What about in the case where matching isn't perfect? How would we then approach the matching problem?

We could implement a simple matching algorithm as follows:

1. Take an observations that received treatment
2. Find the closest match from the control group
3. Go back to step 1, removing its match from list of closest candidates

We must first imagine the situation where our datasets may not match. This means that there could be less treatments than control, for example.
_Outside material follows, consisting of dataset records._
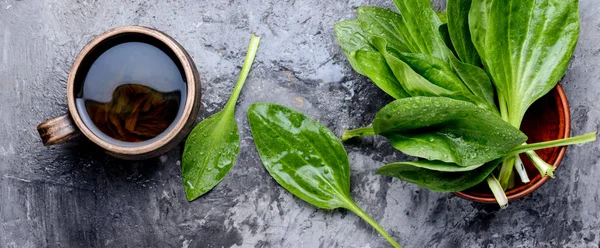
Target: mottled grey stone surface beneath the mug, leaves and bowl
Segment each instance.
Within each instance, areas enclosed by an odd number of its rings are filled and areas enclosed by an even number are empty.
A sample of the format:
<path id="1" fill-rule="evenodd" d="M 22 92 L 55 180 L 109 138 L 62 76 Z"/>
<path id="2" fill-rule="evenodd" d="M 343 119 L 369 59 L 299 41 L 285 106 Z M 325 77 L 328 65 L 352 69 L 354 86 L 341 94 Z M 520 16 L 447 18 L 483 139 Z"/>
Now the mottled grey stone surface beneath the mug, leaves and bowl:
<path id="1" fill-rule="evenodd" d="M 444 8 L 444 0 L 436 8 Z M 354 73 L 332 25 L 389 0 L 0 0 L 0 247 L 387 247 L 347 211 L 318 210 L 263 169 L 245 112 L 256 101 L 299 109 L 336 133 L 366 125 L 390 99 Z M 581 1 L 582 31 L 562 83 L 573 134 L 600 118 L 600 5 Z M 201 117 L 222 108 L 250 33 L 262 43 L 236 118 L 241 154 L 212 192 L 188 203 L 181 147 L 120 161 L 85 140 L 43 147 L 36 125 L 66 112 L 70 65 L 120 25 L 163 30 L 201 73 Z M 406 247 L 598 247 L 600 146 L 568 149 L 557 178 L 506 210 L 374 174 L 403 159 L 381 138 L 347 144 L 352 196 Z"/>

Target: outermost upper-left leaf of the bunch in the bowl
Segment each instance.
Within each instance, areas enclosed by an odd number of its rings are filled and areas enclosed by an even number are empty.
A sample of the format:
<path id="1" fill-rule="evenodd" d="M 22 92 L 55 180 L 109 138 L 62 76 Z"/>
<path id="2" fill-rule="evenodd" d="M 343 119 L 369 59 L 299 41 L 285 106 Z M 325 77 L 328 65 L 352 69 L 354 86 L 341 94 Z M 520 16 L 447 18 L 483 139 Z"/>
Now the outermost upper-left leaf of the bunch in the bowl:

Lets consider a control dataset with values:

```r
X <- list(x = c(0.1,0.12,0.14,0.17,0.2,0.2,0.25,0.34,0.36), treat = 0)
Y <- list(x = c(0.15,0.19,0.22,0.23,0.31,0.32), treat=1)
```

We can manually match it to the closest value without replacement yielding a group which looks like the following

```
0.15 -> 0.14
0.19 -> 0.2
0.22 -> 0.2
0.23 -> 0.25
0.31 -> 0.34
0.32 -> 0.36
```

Or we can also matched with replacement, which would yield

```
0.15 -> 0.14
0.19 -> 0.2
0.22 -> 0.2
0.23 -> 0.25
0.31 -> 0.34
0.32 -> 0.34
```

```r
X <- as.data.frame(list(x = c(0.1,0.12,0.14,0.17,0.2,0.2,0.25, 0.34,0.36), treat = 0))
Y <- as.data.frame(list(x = c(0.15,0.19,0.22,0.23,0.31,0.32), treat=1))

xdf <- rbind(X,Y)

# manually matching
library(arm)
matched <- matching(xdf$treat, xdf$x)
xdf.m <- xdf[matched$matched,]

matched <- matching(xdf$treat, xdf$x, replace=TRUE)
xdf.m <- xdf[as.vector(matched$pairs),]
```

With these matched groups between treatment and control, we can then go ahead and perform our inference on the now corrected groups. 

The common approach is to use propensity score matching in order to build groups of covariates, matching on propensity score in order to have groups with similar odds, which in turn signifies comparable relationships. Of course this all depends on the underlying assumptions which you were to place on each group.